Test Cricket Can’t Survive on Charity

Writes Mukul Kesavan,

No, doomsayers like me don’t dislike Twenty20 or the IPL: we’re scared that they’ll make our cricketing passions obsolete. As we fret about the future of the four-innings game (Will the Ranji Trophy survive? How will we nurture future Test cricketers if it doesn’t?), it might help if we begin by recognising that we aren’t alone. Historically, what is happening to cricket today has happened to other forms of entertainment – music, for example – in the past.

People who prefer Test cricket to the limited-overs forms of the game are often called “purists”. This is the wrong term: fans of Test cricket don’t see the long game as the “pure” form of the game; they think of it as the classical form. It is classical because it is a codified, cultivated form of the game, distinct from both local/popular/primitive forms of bat-and-ball games as well as modern abridged variants such as ODIs and Twenty20. Classical also in the sense of being authoritative and definitive. Rahul Dravid, for example, chose the players for Vijay Mallya’s franchise on the principle that good Test players ought to be able to play Twenty20 cricket because the four-innings form teaches the Test player a classical technique that can be turned to any purpose, a style for all seasons. He was horribly wrong (as we now know) but this was more than an individual error: it represented the collapse of the classical ideal in cricket.

Well, the fact remains that test cricket is an anachronism in today’s world. In practically no other sport, teams slug its out over five days. Sure, it gives test cricket its special flavor but that is not a sufficient reason for it to survive if people are not interested in watching it. I was skeptical of IPL’s success but by all accounts it seems to be doing well. And there is at least some degree of club loyalty: Dhoni was jeered in Mumbai. If T20 is what interests the majority of viewers and let’s face it–it is the Indian cricket fan who really matters–then so be it. No sport, no art can be kept alive perpetually by artificial means. It may be disappointing for people Like Kesavan or me for that matter, but sport cannot be elitist and popular at the same time. Cricket must deliver what its market demands. 
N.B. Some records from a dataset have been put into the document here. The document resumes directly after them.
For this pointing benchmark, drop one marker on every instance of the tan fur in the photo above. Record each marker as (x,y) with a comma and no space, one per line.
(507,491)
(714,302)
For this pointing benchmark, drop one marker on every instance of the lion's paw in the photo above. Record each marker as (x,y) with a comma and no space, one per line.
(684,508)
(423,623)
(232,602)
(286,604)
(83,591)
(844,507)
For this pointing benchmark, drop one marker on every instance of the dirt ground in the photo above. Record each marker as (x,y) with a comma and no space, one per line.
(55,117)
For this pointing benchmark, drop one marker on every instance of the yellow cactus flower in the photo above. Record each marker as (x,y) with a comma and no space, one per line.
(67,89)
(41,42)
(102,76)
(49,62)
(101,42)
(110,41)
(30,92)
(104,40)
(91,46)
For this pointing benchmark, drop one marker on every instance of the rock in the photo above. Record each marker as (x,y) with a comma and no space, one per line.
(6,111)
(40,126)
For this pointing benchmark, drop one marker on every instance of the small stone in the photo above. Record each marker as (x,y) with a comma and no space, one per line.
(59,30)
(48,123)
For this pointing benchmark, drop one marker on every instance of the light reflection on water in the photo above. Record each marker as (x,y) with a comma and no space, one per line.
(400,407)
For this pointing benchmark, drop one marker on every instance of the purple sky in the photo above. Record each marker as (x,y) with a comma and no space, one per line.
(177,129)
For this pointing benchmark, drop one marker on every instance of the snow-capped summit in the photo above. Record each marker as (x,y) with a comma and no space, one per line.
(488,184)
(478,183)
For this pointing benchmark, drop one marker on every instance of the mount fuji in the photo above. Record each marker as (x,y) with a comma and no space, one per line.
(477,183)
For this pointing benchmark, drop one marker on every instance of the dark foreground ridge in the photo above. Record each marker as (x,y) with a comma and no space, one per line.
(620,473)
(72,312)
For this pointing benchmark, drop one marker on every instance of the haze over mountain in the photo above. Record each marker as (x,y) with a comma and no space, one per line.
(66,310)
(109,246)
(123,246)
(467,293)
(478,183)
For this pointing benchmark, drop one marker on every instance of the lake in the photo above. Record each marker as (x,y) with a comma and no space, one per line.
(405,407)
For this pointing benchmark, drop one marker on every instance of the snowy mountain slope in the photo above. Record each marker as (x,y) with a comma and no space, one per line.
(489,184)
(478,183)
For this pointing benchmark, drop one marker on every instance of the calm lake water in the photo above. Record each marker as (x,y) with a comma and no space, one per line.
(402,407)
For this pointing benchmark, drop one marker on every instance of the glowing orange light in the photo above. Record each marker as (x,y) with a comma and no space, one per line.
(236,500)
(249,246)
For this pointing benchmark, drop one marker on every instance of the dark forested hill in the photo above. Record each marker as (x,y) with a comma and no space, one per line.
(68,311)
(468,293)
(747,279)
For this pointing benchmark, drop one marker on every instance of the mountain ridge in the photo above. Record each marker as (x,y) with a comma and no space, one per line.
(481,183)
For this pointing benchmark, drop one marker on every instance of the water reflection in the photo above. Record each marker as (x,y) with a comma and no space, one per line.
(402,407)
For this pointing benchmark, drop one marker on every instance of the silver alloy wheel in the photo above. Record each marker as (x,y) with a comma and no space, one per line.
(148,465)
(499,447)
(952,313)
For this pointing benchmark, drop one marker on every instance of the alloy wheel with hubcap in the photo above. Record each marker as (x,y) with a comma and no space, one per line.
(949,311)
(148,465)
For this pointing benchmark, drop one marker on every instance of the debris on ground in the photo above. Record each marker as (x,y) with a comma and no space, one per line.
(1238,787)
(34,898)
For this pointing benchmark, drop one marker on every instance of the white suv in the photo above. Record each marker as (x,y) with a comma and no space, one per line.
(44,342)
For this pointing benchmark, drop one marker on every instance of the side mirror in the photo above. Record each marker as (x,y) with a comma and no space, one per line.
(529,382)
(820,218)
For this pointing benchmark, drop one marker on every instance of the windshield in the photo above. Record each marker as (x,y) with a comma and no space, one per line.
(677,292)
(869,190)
Two minor quibbles with Kesavan’a article. First, the analogy of classical music isn’t the most appropriate one. Classic music doesn’t need the infrastructure or investment of a test cricket. A few thousand followers, an elitist tag to attract the uppity corporates, and of course, some hugely talented and respected musicians is enough. Second, I still remain unconvinced that Bangalore’s travails can be explained only by team selection. For one, Dravid himself seems to be doing quite well. For another, it’s not as if the one day specialists–Misbah-ul-Haq and Craig White–are setting the stands on fire. And the Hyderabad team, packed with big hitters isn’t doing that well either.